Spaces

Before modeling or analyzing data, it is essential to fully understand the nature of the variables being manipulated. The type of variable determines:

In this section, we present the most common types of variables, as well as the associated spaces.

Statistical unit

A statistical unit is the basic element on which an observation is made. Morally, it is the “carrier” of the information that is used to determine the level of aggregation of the analysis. The statistical unit is a choice made by the modeler.

NoteExamples
  • In the case of an income survey, the individual can be chosen as the unit.

  • In the case of a study of high school classes, the class can be chosen as the unit.

  • In the case of a medical imaging database, the image can be chosen as the unit.

CautionSometimes, the same database can be analyzed at several levels.

An image is made up of pixels, each of which can be described by numerical variables (e.g., RGB values, opacity, etc.). You can choose to analyze each pixel, and therefore take the pixel as the unit, or analyze each image as a whole, and therefore take the image as the unit.

Types of variables

There are generally four types of variables, which are identified at the level of the smallest statistical unit in the dataset.

WarningNumerical (or quantitative) variable

A numerical (or quantitative) variable is a variable whose values are numbers representing a measurable quantity.

Examples: income in dollars, weight, age, etc.

WarningOrdinal variable

An ordinal variable is a qualitative (or categorical) variable whose categories can be ordered naturally, without the difference between the categories being quantifiable.

Examples: income level (low, medium, or high), satisfaction level (“strongly disagree,” “disagree,” “no opinion,” “agree,” “strongly agree”), etc.

WarningSymmetric nominal variable

A symmetric nominal variable is a qualitative (or categorical) variable in which all categories are equally informative.

Examples: nationality, field of study, etc.

WarningAsymmetric nominal variable

An asymmetric nominal variable is a qualitative (or categorical) variable in which one of the categories has a special status, often being more frequent or considered the “default” value. Thus, having two observations with the “default” value of this asymmetric nominal variable does not tell us much about them, whereas we can glean much more information from two observations that do not have the “default” value.

Examples: presence or absence of a symptom, fraudulent transaction or not, etc.

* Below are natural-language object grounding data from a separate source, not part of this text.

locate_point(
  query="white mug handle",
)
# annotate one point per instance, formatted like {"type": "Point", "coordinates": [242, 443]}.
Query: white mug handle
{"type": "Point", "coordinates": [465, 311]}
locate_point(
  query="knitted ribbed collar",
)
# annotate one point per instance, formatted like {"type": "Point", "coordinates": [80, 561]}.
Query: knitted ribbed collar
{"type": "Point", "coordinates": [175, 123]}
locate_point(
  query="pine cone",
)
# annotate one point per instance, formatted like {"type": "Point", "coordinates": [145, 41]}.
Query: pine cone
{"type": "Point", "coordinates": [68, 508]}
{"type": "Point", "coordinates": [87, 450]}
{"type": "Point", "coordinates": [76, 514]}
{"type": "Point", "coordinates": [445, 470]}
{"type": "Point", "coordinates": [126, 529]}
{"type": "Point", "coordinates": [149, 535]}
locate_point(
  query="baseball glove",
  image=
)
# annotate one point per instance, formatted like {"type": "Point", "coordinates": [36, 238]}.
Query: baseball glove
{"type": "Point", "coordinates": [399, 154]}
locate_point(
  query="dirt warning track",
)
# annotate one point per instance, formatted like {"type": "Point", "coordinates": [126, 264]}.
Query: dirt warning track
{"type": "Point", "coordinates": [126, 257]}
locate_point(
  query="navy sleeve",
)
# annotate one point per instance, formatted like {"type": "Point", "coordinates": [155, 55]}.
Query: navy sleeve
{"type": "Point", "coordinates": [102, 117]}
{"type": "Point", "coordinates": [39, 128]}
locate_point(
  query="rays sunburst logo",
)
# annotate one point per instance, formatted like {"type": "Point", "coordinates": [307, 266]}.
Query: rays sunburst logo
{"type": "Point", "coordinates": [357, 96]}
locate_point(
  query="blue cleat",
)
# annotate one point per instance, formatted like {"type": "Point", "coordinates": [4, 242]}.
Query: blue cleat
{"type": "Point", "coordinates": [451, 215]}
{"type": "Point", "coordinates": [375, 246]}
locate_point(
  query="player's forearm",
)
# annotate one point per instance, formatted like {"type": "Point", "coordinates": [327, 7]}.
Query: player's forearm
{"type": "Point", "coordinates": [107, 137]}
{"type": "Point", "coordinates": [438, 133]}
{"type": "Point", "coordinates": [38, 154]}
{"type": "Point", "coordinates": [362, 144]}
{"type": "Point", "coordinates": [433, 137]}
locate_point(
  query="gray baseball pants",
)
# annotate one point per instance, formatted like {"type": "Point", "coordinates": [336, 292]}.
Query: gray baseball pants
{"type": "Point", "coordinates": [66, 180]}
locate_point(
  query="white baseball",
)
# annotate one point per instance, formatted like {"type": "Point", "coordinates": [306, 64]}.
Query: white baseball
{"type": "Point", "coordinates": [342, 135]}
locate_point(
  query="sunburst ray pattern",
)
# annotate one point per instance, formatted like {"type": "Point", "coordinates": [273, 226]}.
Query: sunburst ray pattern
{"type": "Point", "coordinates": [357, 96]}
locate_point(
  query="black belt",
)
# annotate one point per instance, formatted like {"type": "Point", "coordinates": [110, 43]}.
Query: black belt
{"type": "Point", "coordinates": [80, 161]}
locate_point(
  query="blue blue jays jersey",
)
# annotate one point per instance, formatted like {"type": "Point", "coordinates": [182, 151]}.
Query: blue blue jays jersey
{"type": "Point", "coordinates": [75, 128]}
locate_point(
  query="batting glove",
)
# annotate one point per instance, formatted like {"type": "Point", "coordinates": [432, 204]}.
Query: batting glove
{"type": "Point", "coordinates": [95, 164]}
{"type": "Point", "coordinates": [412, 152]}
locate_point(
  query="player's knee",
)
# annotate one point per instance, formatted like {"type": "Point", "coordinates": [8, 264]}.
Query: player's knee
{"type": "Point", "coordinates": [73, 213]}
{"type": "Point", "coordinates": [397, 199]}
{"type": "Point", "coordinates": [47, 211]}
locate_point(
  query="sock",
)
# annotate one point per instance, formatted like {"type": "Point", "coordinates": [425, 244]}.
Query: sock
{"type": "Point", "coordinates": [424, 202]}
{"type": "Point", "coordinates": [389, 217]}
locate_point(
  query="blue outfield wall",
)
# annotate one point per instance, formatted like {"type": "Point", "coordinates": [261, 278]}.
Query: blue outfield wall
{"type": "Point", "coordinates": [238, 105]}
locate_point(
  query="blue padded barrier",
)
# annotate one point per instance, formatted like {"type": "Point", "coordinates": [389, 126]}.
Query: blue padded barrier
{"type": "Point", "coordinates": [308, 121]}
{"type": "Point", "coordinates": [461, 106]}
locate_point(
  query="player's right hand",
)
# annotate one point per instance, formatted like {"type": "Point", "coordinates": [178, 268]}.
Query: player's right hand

Although these types of variables are the most common, there are many other types of variables. For example, we may be interested in comparing curves, texts, images, networks, etc. In these situations, the choice of representation depends on the level at which we wish to place ourselves, and therefore on the statistical unit.

Associated spaces

Once our data has been collected, the first step in statistical analysis is to choose a mathematical space in which to work. This space, sometimes called the observation space and denoted by \(\mathcal{X}\), depends on the type of data observed. It constitutes the formal framework in which our variables take their values, and it guides the methodological choices that follow.

NoteCase of a numerical variable

When observing a numerical variable (e.g., the temperature of a country), the natural space in which to work is the set of real numbers, \(\mathcal{X} = \mathbb{R}\). In some cases, this space can be restricted to a specific interval. For example, if we are interested in a person’s height, we can take \(\mathcal{X} = [0, +\infty)\) because the variable in question cannot be negative.

NoteCase of a nominal (or qualitative, or categorical) variable

For a nominal variable, the space is a finite set of modalities, the set of modalities taken by the variable. For example, if we study the results of a dice roll, the variable can take values from \(1\) to \(6\), and the associated space will therefore be \(\mathcal{X} = \{ 1, 2, 3, 4, 5, 6 \}\).

When the data is more complex, more suitable spaces must be chosen. For curve or signal analysis, we can work in a function space. For example, we can consider the space of continuous functions on a closed interval \([a, b]\), denoted \(\mathcal{X} = \mathcal{C}([a, b])\). For text analysis (viewed as a sequence of characters), the workspace can be an alphabet. For example, we can consider \(\mathcal{X} = \{ \text{A}, \text{B}, \dots, \text{Z} \}\).

Often, several variables are observed at the same time, e.g., the height, weight, and gender of an individual. In this case, the observation space will be the Cartesian product (also called the product set) of the spaces associated with each variable: \[\mathcal{X} = \mathcal{X}_1 \times \mathcal{X}_2 \times \dots \mathcal{X}_p,\] where \(p\) is the number of variables. In the case where we observe \(p\) numerical variables, we will simply write \(\mathcal{X} = \mathbb{R}^p\).